I think the best toilet is one that gives you an option. It would be nice to be able to choose between a gentle, quiet flush or a power flush, depending on how much waste you needed to move through the toilet.


@healthy4life – I hate those public restroom toilets! Even though I've learned to expect a loud noise whenever I flush, I still jump when I hear it.

The sound just blasts my eardrums. What's worse is when I'm not expecting it. You know how some toilets just sense when you are done and flush automatically? Well, sometimes I'm still sitting on the toilet when this happens, and I don't appreciate getting sprayed with drops of water!


Department store restrooms have the best power flush toilets.

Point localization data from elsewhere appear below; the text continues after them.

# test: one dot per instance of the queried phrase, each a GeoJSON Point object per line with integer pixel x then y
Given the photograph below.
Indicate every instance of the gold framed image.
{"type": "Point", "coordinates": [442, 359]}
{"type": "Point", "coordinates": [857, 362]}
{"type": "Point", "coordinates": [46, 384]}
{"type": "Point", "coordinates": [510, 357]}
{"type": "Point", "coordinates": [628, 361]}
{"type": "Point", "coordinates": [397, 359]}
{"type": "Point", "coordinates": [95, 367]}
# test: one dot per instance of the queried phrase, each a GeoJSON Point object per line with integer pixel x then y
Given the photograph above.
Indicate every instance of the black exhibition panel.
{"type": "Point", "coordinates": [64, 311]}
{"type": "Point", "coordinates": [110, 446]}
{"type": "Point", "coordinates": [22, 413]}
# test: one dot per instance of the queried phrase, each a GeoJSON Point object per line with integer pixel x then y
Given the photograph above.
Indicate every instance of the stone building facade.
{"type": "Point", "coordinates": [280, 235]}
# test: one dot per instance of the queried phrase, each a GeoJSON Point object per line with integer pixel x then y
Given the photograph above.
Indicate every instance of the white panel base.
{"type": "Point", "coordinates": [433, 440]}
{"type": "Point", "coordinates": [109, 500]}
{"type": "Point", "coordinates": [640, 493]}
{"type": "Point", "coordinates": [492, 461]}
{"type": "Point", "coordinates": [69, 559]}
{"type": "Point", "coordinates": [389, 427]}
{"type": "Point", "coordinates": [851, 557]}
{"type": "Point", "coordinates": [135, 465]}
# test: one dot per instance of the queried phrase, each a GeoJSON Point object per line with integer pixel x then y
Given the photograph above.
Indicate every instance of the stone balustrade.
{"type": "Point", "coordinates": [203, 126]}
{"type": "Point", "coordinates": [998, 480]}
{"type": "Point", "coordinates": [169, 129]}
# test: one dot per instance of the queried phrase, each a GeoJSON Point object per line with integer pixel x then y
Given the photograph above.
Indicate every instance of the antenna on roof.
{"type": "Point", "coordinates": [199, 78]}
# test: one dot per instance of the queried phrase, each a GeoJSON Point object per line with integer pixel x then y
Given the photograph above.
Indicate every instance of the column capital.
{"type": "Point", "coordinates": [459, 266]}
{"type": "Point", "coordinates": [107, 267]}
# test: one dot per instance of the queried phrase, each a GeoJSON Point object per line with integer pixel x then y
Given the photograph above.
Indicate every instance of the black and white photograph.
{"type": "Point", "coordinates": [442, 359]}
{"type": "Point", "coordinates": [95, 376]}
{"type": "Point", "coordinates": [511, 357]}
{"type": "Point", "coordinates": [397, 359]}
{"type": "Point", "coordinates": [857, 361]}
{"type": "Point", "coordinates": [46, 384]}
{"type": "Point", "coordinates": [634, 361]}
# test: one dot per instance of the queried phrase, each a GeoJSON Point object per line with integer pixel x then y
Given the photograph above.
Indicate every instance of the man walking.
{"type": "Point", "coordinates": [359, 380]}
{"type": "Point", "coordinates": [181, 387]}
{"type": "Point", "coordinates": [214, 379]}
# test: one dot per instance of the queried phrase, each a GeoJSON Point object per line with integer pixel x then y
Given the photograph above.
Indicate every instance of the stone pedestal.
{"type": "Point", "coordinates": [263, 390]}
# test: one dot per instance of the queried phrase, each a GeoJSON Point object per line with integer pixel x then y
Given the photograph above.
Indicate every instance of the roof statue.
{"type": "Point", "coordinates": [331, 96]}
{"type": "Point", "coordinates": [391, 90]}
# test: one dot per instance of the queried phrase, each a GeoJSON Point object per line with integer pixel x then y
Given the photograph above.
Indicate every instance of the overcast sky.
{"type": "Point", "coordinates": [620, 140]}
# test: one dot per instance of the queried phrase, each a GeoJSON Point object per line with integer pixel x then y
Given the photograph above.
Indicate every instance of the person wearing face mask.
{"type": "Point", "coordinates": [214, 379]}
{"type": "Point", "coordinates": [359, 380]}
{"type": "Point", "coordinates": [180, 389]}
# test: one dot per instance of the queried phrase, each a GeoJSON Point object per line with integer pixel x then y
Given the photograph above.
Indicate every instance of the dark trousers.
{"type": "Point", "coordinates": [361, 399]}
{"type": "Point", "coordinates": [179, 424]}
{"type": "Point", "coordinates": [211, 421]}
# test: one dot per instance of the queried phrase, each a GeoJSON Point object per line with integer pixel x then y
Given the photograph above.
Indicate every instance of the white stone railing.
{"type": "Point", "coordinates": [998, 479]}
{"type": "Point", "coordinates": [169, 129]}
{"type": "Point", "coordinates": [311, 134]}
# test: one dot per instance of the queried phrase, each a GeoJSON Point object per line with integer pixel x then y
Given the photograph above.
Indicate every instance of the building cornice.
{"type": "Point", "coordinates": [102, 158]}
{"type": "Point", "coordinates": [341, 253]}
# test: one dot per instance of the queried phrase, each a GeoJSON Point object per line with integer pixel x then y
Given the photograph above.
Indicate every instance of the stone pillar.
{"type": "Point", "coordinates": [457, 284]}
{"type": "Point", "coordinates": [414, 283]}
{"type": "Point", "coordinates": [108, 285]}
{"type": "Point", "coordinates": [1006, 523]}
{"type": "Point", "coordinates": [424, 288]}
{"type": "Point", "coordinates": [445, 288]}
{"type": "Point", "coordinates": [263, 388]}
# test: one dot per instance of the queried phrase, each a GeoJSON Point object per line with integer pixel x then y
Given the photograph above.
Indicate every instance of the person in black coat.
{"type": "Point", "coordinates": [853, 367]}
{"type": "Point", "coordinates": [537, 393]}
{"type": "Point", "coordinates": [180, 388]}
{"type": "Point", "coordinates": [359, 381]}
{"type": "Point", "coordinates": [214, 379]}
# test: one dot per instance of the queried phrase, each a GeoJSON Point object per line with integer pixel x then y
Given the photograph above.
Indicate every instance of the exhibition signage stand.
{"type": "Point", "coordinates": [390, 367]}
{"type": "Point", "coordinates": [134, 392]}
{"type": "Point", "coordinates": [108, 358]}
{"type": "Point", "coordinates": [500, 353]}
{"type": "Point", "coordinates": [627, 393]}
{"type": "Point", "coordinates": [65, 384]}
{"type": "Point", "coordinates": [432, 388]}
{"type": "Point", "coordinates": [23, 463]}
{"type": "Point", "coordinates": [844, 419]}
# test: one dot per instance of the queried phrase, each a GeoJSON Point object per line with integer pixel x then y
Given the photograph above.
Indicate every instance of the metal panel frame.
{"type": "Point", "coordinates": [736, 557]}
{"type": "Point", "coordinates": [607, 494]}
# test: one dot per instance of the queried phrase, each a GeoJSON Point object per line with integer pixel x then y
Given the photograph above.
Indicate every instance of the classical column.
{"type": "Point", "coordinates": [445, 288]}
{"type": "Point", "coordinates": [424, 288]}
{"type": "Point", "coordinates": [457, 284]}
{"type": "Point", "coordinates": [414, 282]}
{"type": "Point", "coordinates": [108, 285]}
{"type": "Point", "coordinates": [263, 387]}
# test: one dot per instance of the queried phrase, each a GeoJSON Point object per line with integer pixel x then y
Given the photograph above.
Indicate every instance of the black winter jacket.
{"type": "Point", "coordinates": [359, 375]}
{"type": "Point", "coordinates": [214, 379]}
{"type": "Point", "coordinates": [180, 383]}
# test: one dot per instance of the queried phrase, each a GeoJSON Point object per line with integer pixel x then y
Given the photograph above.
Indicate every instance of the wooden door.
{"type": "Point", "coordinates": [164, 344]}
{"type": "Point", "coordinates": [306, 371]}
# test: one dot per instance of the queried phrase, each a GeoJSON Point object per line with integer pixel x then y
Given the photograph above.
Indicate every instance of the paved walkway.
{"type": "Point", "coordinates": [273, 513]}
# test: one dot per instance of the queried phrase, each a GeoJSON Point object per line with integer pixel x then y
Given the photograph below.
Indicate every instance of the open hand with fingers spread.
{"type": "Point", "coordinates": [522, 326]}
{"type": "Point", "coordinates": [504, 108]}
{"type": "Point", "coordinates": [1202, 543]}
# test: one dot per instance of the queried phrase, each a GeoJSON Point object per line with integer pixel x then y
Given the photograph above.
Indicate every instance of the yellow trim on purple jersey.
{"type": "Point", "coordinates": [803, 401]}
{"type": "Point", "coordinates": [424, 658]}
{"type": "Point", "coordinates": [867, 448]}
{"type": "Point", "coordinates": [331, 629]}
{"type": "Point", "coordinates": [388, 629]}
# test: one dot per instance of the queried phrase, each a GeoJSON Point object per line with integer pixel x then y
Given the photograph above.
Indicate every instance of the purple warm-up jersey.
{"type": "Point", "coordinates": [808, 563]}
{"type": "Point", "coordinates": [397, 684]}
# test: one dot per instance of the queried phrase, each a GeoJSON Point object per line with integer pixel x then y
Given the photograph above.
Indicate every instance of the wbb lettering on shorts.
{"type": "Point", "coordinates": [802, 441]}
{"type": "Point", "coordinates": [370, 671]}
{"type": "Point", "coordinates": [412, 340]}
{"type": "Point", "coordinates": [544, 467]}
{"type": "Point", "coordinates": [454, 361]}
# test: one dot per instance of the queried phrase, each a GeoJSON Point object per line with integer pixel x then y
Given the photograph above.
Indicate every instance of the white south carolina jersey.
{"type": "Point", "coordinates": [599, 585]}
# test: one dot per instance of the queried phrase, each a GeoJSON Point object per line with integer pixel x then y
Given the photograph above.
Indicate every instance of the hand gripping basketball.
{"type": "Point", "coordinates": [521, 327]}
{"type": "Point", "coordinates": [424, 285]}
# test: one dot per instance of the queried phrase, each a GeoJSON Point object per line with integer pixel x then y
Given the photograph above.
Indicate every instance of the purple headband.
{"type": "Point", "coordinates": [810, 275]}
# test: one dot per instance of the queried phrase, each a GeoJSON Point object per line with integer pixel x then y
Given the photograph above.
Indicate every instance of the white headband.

I believe they could flush just about anything you might put in the toilet!

Even if I've already stood up when the toilet has flushed, I can feel the air moving as the pressure shoots forth. It's like a little cool breeze in the stall.

I think it's great that most public restrooms have this type of toilet. I'm sure it cuts down on the number of times someone has to unclog the system. I suppose if someone put an entire roll of paper in there, it might get clogged, but I don't think that several sheets of paper are going to stop it up.


I wish we had a power flush toilet system at work. I work in an old building that only has two restrooms, and both of the toilets flush slowly and usually require multiple flushes.

Also, they get clogged all the time. It doesn't take much toilet paper to stop one of these toilets up.